Most of us are happy to say that we see our brothers and sisters as one self and one mind. But the course is given to us precisely because we don’t see them that way but can be taught to see them that way. Until we learn that way of seeing, then we are going to remain attached to the illusion that truth and love are actually in bodies.

So for the time being, we have to work it out at both levels – mind and body.

You are only reading this post because – like the one who wrote it – you still believe in a world in which a body serves a function that can be other than neutral. It can’t. The body is literally the manifestation of an argument. Asking it to be anything else just doubles down on the original confusion.

Offer the body to the work of peace: do unto others as you would have them do unto you, and then forget about it. Don’t sweat the war. Or the ice cream or the 5K. Practice love in the face of conflict so that you can learn – once and for all, quite literally – that Love never went to war in the first place.

Love,
Sean

4 Comments

  1. I’ve been orbiting the Course again, still trying to unpack it. Thank you for being so direct and kind (and so prolific!) with your messages! They’ve been wonderful to read. Practicing Love always sounded too simple to me. I wanted a practice, a method, a technique. Some magic mantra or ritual that will enlighten me. Just practice love. 🙏🏽

    1. The course is such a weird blend of familiar and reliable and completely bonkers. I sometimes feel I don’t spend enough time just appreciating that fact. I’m glad that what I write here is helpful, in its way; it’s certainly helpful to write it all out, my form of thinking out loud. Having smart thoughtful folks like you actually read it is a significant blessing. I know we don’t know one another well, but you always look and sound both happy and determined to extend that happiness to others. I’m glad our paths cross and that we are sharing this way. For all its weirdness, the company can be pretty cool.

      ~ Sean

  2. Bravo Sean, A friend from a weekly ACIM study sent me your article because I sent our group a text about being heartbroken and frightened by a certain part of society that still thinks something can be accomplished by violence. I wasn’t going to comment but something inside said, “spread the word”
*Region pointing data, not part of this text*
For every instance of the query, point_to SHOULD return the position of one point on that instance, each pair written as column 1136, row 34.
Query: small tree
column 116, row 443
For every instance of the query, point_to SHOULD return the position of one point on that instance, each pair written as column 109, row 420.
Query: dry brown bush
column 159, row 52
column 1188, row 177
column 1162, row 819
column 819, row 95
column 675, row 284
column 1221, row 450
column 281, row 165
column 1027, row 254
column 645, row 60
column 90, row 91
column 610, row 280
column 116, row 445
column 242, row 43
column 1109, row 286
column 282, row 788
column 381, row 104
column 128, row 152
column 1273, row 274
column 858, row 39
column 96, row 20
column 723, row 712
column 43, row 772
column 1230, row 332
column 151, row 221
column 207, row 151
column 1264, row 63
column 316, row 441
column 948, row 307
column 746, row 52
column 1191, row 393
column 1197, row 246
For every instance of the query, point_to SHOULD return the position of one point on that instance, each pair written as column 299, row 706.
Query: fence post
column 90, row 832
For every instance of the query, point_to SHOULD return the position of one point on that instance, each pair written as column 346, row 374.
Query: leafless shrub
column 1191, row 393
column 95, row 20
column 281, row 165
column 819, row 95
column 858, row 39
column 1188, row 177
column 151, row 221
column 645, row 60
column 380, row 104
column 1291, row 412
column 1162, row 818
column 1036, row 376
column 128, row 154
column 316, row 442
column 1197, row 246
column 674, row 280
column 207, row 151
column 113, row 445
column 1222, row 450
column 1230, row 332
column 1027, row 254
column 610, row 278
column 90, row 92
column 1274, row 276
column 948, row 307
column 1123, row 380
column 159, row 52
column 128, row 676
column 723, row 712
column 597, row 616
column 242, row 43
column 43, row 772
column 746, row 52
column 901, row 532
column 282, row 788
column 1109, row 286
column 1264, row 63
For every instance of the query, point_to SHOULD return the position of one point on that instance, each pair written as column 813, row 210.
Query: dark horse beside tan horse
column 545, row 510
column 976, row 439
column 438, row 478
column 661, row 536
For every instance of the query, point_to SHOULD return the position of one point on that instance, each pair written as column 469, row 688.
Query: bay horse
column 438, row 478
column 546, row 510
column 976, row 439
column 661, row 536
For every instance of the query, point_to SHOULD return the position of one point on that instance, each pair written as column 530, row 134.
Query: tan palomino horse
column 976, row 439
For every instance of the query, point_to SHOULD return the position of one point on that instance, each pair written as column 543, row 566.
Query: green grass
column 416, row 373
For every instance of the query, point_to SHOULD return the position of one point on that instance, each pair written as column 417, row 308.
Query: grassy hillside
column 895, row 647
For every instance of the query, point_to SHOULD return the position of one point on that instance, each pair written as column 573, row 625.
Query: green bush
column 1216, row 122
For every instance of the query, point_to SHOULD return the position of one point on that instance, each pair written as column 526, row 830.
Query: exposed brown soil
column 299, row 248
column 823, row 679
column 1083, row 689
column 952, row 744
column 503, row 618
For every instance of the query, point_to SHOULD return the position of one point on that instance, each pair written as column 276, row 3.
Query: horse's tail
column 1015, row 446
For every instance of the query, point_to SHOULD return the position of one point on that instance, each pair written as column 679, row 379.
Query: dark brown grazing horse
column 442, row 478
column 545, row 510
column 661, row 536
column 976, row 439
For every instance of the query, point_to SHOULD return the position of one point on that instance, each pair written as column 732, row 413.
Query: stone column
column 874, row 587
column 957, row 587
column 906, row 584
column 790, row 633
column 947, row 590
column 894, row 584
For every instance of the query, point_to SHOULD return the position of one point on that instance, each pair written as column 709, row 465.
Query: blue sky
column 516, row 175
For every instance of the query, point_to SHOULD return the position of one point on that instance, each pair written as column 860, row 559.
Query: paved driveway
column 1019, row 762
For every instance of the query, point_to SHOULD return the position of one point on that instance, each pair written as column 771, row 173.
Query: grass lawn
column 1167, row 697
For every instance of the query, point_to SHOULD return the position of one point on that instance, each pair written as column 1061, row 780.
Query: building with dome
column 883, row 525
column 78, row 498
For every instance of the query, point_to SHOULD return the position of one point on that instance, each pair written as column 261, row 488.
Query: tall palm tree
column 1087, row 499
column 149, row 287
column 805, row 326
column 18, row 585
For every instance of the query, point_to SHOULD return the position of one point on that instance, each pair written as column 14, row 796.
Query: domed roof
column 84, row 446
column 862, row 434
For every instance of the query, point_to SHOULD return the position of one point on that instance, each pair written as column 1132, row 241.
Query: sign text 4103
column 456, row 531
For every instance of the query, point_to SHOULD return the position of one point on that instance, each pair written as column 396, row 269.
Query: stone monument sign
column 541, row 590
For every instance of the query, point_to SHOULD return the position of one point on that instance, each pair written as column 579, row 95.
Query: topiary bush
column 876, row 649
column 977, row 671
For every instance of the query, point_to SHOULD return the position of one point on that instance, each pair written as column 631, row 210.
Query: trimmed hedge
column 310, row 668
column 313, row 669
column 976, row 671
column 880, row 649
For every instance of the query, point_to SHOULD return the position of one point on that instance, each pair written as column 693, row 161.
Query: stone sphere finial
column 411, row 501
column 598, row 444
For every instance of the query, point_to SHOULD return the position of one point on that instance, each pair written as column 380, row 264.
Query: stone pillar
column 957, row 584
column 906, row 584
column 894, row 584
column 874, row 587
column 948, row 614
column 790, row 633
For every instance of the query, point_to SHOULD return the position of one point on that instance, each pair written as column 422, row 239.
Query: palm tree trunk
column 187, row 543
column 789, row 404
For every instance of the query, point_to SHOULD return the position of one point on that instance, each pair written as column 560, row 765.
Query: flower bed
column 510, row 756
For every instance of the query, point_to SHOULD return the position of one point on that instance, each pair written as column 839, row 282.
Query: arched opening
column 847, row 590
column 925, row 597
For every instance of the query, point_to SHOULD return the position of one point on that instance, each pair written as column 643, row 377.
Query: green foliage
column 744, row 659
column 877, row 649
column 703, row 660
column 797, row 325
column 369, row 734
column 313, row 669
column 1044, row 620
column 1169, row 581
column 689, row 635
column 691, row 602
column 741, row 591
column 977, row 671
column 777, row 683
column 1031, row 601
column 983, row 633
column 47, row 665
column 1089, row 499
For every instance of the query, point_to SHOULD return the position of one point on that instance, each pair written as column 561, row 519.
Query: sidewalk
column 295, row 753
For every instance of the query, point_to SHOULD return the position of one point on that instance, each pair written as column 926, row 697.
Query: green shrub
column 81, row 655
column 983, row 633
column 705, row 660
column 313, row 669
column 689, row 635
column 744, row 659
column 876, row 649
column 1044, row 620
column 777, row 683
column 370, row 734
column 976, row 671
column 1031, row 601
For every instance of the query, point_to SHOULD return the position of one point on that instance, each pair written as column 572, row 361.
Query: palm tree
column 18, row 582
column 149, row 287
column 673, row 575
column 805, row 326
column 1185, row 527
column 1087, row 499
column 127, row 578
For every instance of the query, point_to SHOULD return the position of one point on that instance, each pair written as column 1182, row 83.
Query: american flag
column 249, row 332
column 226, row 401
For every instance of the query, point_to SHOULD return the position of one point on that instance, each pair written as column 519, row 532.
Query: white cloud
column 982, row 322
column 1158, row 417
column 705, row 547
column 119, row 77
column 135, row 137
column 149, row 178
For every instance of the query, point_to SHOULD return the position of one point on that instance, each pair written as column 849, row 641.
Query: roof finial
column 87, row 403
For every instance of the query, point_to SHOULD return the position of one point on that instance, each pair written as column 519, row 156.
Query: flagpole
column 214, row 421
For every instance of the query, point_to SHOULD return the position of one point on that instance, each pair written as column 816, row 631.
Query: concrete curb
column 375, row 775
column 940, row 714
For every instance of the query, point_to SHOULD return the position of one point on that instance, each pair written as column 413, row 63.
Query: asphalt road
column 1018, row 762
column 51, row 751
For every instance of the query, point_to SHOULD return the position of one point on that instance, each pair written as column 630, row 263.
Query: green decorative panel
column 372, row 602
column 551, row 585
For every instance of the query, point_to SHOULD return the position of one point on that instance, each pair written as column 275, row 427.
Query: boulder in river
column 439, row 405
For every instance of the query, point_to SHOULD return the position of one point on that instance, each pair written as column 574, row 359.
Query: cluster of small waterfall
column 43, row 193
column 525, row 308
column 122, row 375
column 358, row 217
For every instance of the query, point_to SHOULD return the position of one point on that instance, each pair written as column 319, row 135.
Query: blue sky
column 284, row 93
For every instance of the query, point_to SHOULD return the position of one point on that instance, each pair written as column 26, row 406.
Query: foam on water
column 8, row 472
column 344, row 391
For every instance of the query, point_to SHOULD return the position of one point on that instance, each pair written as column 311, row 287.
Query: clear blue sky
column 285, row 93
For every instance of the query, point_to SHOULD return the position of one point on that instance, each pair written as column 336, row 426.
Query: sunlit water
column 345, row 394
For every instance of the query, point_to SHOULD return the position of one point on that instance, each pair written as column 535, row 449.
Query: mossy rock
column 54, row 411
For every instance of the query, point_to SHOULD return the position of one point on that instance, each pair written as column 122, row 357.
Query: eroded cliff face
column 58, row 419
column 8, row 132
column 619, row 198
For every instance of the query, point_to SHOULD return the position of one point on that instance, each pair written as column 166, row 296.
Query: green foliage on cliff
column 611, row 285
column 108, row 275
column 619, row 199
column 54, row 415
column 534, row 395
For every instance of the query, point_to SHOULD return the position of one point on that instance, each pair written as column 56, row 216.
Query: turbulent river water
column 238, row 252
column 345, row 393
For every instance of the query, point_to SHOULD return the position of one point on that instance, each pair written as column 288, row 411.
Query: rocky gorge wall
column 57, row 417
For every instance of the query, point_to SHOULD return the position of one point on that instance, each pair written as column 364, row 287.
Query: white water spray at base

    1. Thank you, Michael. Yes, there are many brothers and sisters – some near and some far – who still believe that violence can do anything other than bring forth yet more suffering and violence.

      They are scared – but unlike you, they are not yet able to look within and see the fear and ask for help. They look within, see the fear, and project it. And wars begin. It is an old sad story.

      But you’re right because “spread the word” is the better way! It is the better way because it recognizes our brothers and sisters as our equals. They, like us, are caught up in this painful cycle of fear and violence. When we ask for help, then help is given. And the help ends the fear. And we pay it forward happily.

      It is a hard thing to recognize in those who make war the cry for love. It is a hard thing to see in the oppressor the cry for love.

      But the hardest thing is responding to the war-monger and the oppressor WITH love IN love. And absolutely nothing else is called for, and nothing else can be offered. Violence has no justification.

      When we don’t see this, we are part of the problem! But when we see see it – when we embrace the joyful spiritual rigor of Lesson 152, say – then suddenly we become literal peace-makers, miracle workers who are fearless and gentle in the face of whatever the world wants to throw at us.

      Thank you for sharing and reminding me how important this work is, and that I am not alone in doing it. You are not fearful but brave and true, the light in the darkness for which we all of us long. Thank you!